In this study we evaluated the frequency of PNPLA3 rs738409 polymorphism in a group of subjects with non-alcoholic fatty liver disease. In the study group, [CG] genotype carriers had a 1.7 times higher risk to develop steatosis versus [CC] genotype carriers OR1,768 (95% CI, 1.006 to 3.110) (p=0.046). Furthermore, the [G] allele carriers had an increased risk of steatosis independent of obesity (p=0.038), of insulinresistance (p=0.033) and in the absence of metabolic syndrome (p=0.005).

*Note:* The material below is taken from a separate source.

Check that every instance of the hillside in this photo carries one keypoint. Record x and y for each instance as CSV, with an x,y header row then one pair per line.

Current evidences show that PNPLA3 polymorphysm don’t affect insulin resistance, but rather sensitizes liver to the environmental stress factors [5]. In the study group, between the carriers of the risk allele [G] and homozygous [CC], there were significant differences related to the presence of obesity and metabolic syndrome. Thus, the [G] ([GG]+[CG]) allele carriers had a significantly lower BMI and the metabolic syndrome occurs less frequently than homozygotes [CC] (p=0.031, p=0.057). These aspects, as well as the lack of correlation with insulin resistance evaluated by HOMA-IR index (p=0.444), demonstrate that in the presence of the rs738409 polymorphism the development of hepatic steatosis occurs independently of insulin, and of the known risk factors. These results and the lack of correlation between the three genotypes and the serum levels of cholesterol and triglycerides are in accordance with the study by Romeo et al. 2011 [14 ].

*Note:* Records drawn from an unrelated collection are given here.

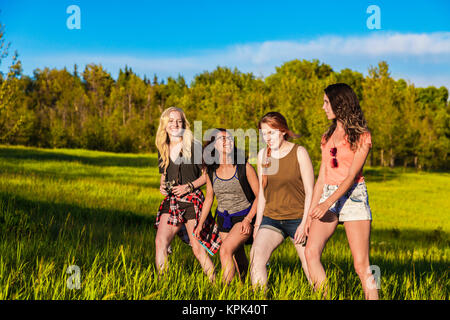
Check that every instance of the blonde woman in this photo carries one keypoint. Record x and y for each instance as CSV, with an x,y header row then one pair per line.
x,y
180,165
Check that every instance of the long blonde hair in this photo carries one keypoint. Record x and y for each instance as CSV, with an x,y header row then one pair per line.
x,y
162,137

Despite the international studies, there are a few studies published in Romania regarding the involvment of gene polymorphism and other genetic factors in NAFLD. In this study we attempt for the first time in our country to find a relationship between HLA and the susceptibility to NAFLD. In the study group we found two combinations of genes that appear to influence the disease: HLA A24, HLA B15, HLA DR15, DR16 HLA DQ5 HLA DQ3 in patients without other risk factors, and HLA-A2, HLA-32, HLA-B18, HLA-B49, and HLA B53 in patients with obesity or metabolic syndrome. There are very few studies at present. In a Turkish study population [15], HLA DQ5 was met with a greater frequency in patients with NAFLD, consistent with our findings. HLA B65 antigen, reported by the same study as being involved in the development of hepatic steatosis, was not found in any patients in our study group, nor in the control group. This fact may be explained by ethnic differences between the two populations.

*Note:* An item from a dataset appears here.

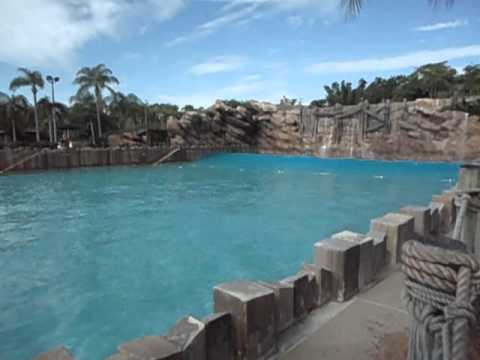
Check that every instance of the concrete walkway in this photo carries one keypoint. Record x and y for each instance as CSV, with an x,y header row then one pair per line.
x,y
373,325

Our study has some limits linked to the small number of patients who achieved HLA typing. It is possible that a greater number of subjects can concluded whether the histocompatibility antigens have an important role in determining susceptibility to NAFLD.

Conclusion

In conclusion genetic factors as gene polymorphism and histocompatibility antigens may confer susceptibility to non-alcoholic fatty liver disease and indicates new pathogenic ways for development of the disease. PNPLA3 polymorphism as well as the presence of some HLA (A24, B15, DR16, DQ5) could explain the disease in patients without any other risk factors. We need further studies for understanding better the involvement of genetic factors in development and progression of nonalcoholic fatty liver disease.